Holding her mug in both hands, Vivienne put it to her lips. ‘It’s a slippery slope, Imogen. Take care you don’t find yourself at the bottom, like me.’
‘I want it to stop hurting.’ Her voice was barely more than a whisper.
‘Even prescribed medicines can turn your whole existence into a miserable cycle of scoring, consuming and getting stoned one way or the other.’ She paused. ‘What’ll you do when the doctors realise you’re addicted and cut off your supply? They will, you know.’
At a loss for an answer, Imogen said, ‘You can smoke if you want, only lock the door first.’ W
hen Vivienne failed to move she added, ‘Lock the door, anyway. Scott’s sure to send someone to pry and I don’t feel like talking.’
‘I’ll shut up, then.’ Vivienne walked to the door and turned the key in the lock, then reached into the pocket of her skirt, where she kept her cigarettes and lighter during the day.
‘I didn’t mean you.’ Imogen watched her. Vivienne had very elegant legs, she thought, with savage envy, and she made a cigarette seem like a smart accessory.
Smoke dribbling from her nostrils, Vivienne returned her look. ‘By the way, Torrance will be fine. She just sprained an ankle and bashed her head.’
‘How d’you know?’
‘I’m sworn to secrecy, but it’s official.’
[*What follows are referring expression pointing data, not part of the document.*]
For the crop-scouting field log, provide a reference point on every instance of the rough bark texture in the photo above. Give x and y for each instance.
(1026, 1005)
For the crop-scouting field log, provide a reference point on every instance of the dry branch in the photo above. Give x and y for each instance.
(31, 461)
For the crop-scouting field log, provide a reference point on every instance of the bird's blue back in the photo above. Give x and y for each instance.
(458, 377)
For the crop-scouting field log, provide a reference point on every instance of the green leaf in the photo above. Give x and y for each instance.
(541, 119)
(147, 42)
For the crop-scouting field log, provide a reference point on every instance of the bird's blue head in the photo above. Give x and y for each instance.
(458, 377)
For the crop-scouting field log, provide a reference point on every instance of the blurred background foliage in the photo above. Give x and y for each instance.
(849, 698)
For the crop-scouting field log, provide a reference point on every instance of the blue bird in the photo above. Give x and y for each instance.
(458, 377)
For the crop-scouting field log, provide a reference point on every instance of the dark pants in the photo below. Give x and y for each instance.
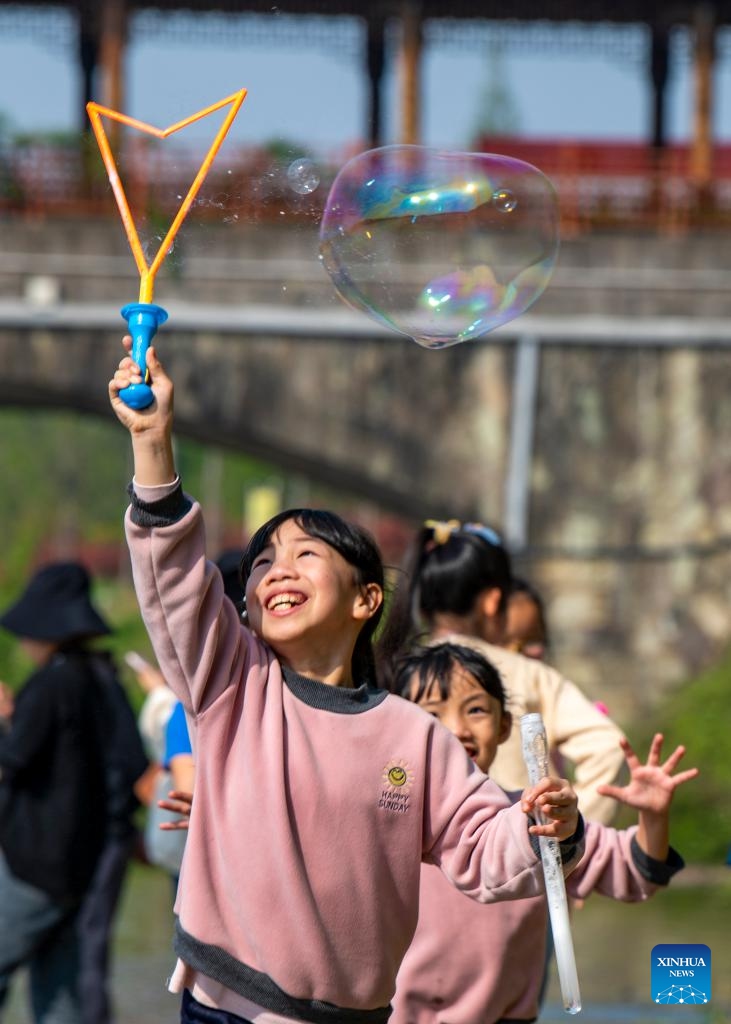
(192, 1012)
(38, 933)
(94, 928)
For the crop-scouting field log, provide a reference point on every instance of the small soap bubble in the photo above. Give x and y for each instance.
(302, 176)
(504, 200)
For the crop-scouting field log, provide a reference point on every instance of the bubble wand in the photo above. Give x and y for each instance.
(534, 744)
(143, 317)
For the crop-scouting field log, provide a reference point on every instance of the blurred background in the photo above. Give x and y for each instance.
(593, 431)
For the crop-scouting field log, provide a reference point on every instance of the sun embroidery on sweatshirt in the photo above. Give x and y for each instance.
(397, 779)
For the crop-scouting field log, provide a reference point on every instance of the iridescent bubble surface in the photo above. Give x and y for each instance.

‘You bribed that copper, I’ll bet.’ Suddenly, Imogen shuddered from head to foot. ‘Thank God she wasn’t really hurt!’
‘Not like Sukie, you mean?’ Ignoring Imogen’s sharp intake of breath, she asked, ‘Had any thoughts about that?’
Imogen tried to shake her head, but her neck was almost rigid.
‘Well, I doubt it was an accident.’ Vivienne sank on to the bed and, picking up the false leg, began to examine it from the toes upwards, the cigarette stuck at the corner of her mouth. ‘And I don’t believe the pregnancy story, whatever Scott’s putting about, but that said, there’s no denying she’d been pretty down in the dumps lately, so she might well have topped herself.’ Speculatively, she gazed at Imogen. ‘What do you think?’
Imogen made no response. As the ash on Vivienne’s cigarette grew longer and began to droop, she leaned awkwardly from her chair to offer a tin holding the remains of a scented candle.
‘Ta.’ Vivienne took it from her. Still investigating the artificial leg, she enquired, ‘What was making Sukie so bloody miserable? You knew her better than anyone. You’ve got to have some idea.’
‘I don’t!’
Vivienne stared at her. ‘Maybe not,’ she agreed thoughtfully. ‘You hadn’t had much to do with her lately, had you?’ Again, there was no response. ‘Why was that? What went wrong between you?’